査察前の掃除
【本文】
中央査察まで二日。
地域網では、通路をきれいにし、壊れた箱を隠そうという提案が出た。整った施設を見せれば、徴発を減らせるかもしれない。
拓郎は反対した。物資が足りているように見せても、不足しているように見せても、実態と違えば後で帳簿が崩れる。
清掃は普段の衛生範囲だけ行い、故障、事故記録、空の棚もそのまま見せる。危険区域は隠すのではなく、理由と入場条件を掲示する。
湊の氏名と寝床、子ども区画、患者原本は査察対象から外す。県庁の相馬へ、見せる資料と見せない資料の一覧を事前送付した。
査察員の安全も準備する。迷宮内では単独行動禁止、冠位個体へ触れない、設備命令を入力しない、撮影は区画ごとの許可制。

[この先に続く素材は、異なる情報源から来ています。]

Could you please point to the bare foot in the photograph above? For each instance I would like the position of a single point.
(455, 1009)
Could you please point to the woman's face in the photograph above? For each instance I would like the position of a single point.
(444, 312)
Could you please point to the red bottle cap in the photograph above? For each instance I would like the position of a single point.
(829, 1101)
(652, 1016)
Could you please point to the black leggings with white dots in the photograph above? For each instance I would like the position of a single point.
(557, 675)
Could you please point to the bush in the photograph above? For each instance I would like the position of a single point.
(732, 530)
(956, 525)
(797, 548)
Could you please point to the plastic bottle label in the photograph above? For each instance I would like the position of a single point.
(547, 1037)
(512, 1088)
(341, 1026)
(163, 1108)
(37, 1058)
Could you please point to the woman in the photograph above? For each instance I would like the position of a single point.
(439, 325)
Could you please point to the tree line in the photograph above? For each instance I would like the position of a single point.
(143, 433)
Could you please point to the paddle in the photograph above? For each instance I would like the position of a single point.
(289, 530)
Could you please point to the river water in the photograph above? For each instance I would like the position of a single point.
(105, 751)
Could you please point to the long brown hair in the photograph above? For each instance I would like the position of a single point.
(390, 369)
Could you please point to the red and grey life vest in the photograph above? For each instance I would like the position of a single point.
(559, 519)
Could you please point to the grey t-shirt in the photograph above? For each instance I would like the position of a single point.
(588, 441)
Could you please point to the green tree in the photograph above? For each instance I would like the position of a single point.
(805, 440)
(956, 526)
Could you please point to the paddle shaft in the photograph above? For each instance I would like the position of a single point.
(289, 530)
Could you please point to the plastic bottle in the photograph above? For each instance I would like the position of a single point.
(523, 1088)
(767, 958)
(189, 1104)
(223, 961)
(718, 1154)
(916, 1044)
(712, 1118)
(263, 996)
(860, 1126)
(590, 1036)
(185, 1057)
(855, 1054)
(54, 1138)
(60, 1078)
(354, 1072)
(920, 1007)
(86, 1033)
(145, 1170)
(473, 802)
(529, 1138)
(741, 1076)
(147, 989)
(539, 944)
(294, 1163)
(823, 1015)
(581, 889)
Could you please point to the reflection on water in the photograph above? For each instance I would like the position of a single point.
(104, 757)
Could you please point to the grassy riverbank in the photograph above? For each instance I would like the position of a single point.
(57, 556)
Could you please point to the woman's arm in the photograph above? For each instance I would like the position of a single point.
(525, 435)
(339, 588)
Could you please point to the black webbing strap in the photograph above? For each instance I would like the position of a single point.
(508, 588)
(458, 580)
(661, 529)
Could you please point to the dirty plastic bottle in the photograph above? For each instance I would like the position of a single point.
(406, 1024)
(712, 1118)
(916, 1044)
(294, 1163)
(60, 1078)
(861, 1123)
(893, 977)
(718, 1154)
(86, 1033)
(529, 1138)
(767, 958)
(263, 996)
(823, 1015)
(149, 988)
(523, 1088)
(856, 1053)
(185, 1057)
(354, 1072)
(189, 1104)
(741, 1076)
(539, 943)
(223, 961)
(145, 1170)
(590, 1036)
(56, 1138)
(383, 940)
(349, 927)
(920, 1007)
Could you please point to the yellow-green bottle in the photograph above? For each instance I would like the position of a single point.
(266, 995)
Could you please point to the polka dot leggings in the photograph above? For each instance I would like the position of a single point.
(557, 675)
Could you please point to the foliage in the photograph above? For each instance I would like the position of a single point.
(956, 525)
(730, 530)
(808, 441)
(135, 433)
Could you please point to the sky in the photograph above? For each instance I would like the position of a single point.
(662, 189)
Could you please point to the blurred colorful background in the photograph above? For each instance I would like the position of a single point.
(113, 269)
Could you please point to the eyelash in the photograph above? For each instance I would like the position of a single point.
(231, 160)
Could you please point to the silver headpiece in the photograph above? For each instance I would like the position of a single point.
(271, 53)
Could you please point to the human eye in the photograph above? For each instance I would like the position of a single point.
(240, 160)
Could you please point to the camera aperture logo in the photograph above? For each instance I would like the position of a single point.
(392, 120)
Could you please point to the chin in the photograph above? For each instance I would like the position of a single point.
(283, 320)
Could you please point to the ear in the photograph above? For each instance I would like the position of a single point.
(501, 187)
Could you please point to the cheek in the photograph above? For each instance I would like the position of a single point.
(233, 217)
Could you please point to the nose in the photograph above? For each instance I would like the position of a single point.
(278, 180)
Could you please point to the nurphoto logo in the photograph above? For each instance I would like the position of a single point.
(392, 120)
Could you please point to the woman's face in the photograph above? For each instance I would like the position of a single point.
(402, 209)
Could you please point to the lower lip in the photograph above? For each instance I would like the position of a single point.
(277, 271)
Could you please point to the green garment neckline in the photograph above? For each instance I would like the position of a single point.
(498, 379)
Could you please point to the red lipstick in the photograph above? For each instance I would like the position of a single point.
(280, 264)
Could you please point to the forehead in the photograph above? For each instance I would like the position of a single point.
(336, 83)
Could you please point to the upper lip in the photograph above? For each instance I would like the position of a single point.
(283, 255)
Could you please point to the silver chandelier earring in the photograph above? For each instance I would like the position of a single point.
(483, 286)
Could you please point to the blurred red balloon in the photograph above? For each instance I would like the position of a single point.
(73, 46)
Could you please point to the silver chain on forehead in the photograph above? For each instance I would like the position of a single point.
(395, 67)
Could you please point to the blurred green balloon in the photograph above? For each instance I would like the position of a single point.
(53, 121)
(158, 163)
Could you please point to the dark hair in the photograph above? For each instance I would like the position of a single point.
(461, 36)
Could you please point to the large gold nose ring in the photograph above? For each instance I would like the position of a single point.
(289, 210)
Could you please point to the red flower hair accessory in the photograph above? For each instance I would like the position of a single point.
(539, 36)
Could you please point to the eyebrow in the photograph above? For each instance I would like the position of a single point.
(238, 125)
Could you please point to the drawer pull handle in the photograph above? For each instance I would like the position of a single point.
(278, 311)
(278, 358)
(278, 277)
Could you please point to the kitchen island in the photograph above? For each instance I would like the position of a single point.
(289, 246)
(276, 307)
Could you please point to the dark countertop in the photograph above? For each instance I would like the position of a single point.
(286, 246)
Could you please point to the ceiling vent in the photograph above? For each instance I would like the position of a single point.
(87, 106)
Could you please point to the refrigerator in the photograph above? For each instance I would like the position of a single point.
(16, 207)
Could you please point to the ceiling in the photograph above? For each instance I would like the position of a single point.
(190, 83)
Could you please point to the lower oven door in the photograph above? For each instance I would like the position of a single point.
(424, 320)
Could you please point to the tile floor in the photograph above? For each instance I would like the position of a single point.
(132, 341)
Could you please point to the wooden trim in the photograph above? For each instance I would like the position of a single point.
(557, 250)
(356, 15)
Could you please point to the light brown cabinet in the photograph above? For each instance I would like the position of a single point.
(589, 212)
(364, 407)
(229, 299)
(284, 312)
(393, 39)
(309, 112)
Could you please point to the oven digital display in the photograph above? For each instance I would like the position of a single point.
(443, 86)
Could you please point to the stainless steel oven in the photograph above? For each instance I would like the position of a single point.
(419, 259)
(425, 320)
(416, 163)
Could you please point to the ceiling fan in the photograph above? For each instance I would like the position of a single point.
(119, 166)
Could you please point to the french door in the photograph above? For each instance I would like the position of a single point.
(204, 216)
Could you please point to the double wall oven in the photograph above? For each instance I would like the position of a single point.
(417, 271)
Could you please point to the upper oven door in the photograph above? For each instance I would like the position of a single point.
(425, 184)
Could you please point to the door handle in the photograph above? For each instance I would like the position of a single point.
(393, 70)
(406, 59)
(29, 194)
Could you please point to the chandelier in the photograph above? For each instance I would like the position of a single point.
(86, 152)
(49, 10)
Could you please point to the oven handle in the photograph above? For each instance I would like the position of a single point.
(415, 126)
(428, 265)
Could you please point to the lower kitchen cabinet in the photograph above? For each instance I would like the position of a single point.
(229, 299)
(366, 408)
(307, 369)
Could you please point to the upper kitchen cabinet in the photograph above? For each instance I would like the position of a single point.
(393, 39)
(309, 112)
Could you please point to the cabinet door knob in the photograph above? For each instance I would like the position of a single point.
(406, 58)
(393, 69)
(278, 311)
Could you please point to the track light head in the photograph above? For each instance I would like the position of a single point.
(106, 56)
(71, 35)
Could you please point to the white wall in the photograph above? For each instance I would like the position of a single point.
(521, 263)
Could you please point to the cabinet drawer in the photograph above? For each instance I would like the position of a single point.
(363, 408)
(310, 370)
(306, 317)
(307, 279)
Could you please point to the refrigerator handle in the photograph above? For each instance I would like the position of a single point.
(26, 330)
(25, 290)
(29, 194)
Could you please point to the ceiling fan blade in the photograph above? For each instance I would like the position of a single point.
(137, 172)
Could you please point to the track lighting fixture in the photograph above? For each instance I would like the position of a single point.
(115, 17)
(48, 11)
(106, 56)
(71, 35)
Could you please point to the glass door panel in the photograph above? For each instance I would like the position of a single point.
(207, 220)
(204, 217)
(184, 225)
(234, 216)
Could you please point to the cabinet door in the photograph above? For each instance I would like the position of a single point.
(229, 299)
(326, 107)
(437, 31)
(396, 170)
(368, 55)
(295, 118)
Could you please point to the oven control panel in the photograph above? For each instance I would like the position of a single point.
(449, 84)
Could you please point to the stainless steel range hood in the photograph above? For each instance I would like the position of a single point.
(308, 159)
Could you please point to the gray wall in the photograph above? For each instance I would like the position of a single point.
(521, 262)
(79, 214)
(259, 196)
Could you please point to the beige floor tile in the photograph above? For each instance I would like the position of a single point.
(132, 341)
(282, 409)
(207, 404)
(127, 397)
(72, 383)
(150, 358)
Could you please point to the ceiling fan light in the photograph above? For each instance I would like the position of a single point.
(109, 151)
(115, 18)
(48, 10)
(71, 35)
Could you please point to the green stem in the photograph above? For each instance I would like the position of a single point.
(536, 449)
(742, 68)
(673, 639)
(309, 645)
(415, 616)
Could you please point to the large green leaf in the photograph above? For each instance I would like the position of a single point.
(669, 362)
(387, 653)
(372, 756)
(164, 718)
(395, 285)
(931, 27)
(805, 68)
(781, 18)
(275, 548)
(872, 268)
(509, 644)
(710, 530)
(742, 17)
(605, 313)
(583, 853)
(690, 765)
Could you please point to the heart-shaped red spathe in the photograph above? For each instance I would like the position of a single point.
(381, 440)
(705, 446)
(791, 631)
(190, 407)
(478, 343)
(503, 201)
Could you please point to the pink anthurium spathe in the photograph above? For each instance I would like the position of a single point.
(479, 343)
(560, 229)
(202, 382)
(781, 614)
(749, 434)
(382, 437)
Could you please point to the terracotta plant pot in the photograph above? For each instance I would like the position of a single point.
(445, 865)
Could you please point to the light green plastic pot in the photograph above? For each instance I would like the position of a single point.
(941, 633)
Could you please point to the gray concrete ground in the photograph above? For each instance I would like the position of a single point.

長谷川誠は、隠さないなら中央に全部奪われると心配した。安西は、出せない理由と出せる代替を同じ机へ並べると答える。
生活班は待機箱を普段どおり洗い、休息中のスライムを仕事へ戻さなかった。
質問票の写しも共有し、説明担当が変わっても回答が変わらないようにした。
査察のためだけに健康な町を演じれば、査察が終わる前に町の方が壊れる。
資料の説明役にも休憩を入れた。湊だけが全区画を案内すれば、所有者一人で町が動くという誤解を強める。食料は千鶴、水は奈々、医療は由香、体育館は拓郎、生活班は担当住民が説明する。答えられない質問には、その場で推測せず「確認後回答」と書く。査察官が空欄を拒否と解釈しないよう、回答期限と担当者を添えた。見せない資料にも、拒否ではなく目的外、本人同意なし、保管設備不足と理由を付けた。